Dr Carla Cerami

MRC - Senior Investigator Scientist*

MRC Unit The Gambia at the London School of Hygiene & Tropical Medicine
Atlantic Boulevard

Dr. Carla Cerami is an Associate Professor at MRCG Unit the Gambia at the London School of Hygiene and Tropical Medicine who leads the Iron, Infection and Anemia group within the Nutrition and Planetary Health theme. She has been based in The Gambia since 2016. She is an MD with a PhD in Immunology.

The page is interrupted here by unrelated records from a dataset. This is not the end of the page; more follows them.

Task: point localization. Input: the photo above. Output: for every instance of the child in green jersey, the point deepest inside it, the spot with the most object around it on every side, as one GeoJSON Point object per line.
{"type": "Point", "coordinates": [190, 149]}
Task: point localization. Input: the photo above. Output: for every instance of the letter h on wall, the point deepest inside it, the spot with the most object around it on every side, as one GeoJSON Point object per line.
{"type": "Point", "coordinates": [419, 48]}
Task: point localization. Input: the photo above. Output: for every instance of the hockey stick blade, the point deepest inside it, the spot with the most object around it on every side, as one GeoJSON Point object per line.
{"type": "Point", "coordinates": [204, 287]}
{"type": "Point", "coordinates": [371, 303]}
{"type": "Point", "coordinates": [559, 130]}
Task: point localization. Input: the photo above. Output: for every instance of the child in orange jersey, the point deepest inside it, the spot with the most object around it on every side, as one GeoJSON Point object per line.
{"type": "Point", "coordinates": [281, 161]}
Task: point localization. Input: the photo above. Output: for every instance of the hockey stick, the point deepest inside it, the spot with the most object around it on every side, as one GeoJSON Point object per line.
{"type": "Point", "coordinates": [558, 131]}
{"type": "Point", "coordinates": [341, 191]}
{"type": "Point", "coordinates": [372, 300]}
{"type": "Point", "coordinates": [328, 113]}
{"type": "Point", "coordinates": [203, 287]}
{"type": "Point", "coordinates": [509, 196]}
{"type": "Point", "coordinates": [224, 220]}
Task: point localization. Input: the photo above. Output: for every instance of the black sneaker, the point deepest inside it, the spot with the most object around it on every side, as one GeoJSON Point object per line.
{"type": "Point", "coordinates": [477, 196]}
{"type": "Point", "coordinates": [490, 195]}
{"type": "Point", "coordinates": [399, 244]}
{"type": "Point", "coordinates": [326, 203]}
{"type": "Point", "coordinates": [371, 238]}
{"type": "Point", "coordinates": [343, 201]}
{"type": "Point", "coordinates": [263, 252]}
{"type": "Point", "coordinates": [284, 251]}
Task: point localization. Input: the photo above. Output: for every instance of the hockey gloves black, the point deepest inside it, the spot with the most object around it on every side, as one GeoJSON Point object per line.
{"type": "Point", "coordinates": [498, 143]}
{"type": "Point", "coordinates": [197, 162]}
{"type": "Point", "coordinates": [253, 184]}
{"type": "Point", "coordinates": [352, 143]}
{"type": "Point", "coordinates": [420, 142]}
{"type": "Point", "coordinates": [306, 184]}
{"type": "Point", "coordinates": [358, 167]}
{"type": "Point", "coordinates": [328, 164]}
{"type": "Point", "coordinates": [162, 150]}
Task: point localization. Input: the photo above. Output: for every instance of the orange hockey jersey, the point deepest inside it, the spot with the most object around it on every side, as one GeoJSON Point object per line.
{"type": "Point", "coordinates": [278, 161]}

With more than a decade of expertise in clinical research and development, Dr. Cerami has effectively orchestrated and analysed observational and clinical trials, spanning the entire spectrum from observational trials to late-phase trials. This multifaceted experience has extended across a diverse array of global regions, encompassing both low-income countries, and the United States.

She has led the clinical research teams in human genetics, infectious diseases, nutrition and neurology. She has authored many scientific and clinical publications, clinical trial study and regulatory documents. Driven by a commitment to transparency and knowledge dissemination, she has effectively communicated study findings to diverse audiences.

She is a team player, experienced in collaborating with colleagues from different cultural backgrounds to achieve objectives in a timely manner.


MRC Unit The Gambia at LSHTM


I currently supervise or co-supervise 2 PhD students. I am open to supervising MSc and PhD projects.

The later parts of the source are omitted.